Muy buenos días tengan todos. En esta Misa en la que el Señor de los Milagros sale a recorrer nuestras calles, recordamos estas palabras que acabamos de escuchar: “El pueblo estaba cansado y habló contra Dios”. Hermanos, cansados, extenuados, normalmente la vida nos exige, pero hablar contra Dios, echarle la culpa a Dios, que es nuestro Padre. No. Por eso hoy, que el Señor sale a las calles, sale para bendecir, para perdonar, para acompañar.

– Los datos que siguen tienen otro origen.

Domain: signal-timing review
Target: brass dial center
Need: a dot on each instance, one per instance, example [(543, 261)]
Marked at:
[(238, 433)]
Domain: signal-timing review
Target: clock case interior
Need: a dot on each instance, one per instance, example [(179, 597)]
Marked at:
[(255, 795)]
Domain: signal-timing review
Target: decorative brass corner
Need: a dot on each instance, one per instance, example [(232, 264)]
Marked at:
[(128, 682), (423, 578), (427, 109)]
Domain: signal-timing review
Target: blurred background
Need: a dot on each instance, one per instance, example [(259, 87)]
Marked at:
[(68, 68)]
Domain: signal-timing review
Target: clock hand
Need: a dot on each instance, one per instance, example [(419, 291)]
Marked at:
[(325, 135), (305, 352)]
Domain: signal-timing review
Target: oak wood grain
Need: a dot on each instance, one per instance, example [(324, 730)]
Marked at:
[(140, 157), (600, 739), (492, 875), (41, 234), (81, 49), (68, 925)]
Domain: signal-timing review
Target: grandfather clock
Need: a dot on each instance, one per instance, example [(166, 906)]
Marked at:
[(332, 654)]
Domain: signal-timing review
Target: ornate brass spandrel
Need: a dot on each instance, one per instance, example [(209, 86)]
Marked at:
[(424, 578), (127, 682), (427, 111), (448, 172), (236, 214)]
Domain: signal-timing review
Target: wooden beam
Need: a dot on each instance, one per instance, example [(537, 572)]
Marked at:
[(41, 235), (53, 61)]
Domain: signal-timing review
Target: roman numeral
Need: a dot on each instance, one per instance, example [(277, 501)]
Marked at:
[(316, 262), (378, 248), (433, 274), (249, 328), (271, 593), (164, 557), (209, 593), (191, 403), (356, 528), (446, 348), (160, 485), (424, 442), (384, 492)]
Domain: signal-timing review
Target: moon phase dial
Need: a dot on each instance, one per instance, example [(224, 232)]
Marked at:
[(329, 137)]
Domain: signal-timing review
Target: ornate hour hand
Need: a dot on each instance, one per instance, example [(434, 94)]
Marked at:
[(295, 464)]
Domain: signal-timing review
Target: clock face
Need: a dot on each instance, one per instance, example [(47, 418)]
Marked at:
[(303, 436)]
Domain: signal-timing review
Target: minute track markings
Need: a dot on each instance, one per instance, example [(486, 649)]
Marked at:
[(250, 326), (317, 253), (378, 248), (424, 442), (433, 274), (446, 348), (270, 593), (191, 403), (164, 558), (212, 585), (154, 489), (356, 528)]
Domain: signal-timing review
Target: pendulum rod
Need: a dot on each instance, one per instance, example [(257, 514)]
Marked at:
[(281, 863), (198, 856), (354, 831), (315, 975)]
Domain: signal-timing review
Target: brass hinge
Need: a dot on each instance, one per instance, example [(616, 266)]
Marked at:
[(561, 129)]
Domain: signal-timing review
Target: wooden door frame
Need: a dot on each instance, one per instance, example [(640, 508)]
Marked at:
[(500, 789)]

Pero qué vemos en la procesión del Señor de los Milagros, vemos a Jesús en la cruz, vemos a Jesús sufriendo. Le preguntamos ¿Por qué sufres, Señor? Y me responde “Por tus pecados. Mi dolor es por amor. Sufro porque veo en tu casa, en tus hijos, veo y hay muchas necesidades, hay mucho dolor, hay enfermedad, pero no acuden a mí, yo soy el Señor de los Milagros y he querido visitar esta ciudad de Lima para llenarlos de paz, de gozo, de alegría”. Piénsalo un poco, estos días el Señor estará por las calles, pasa buscándote, perdonándote, en ese problema, en que no tienes trabajo, en que aquel hijo está fastidiando, en que aquella abuelita está enferma, en que tengo una dificultad. Ahí entra Jesús, pero tú tienes que abrirle la puerta, Él no entra sin tu permiso. Por eso, Señor, queremos abrirte el corazón de par en par, queremos que nos escuches, que nos comprendas, que note yo tu amor, Señor.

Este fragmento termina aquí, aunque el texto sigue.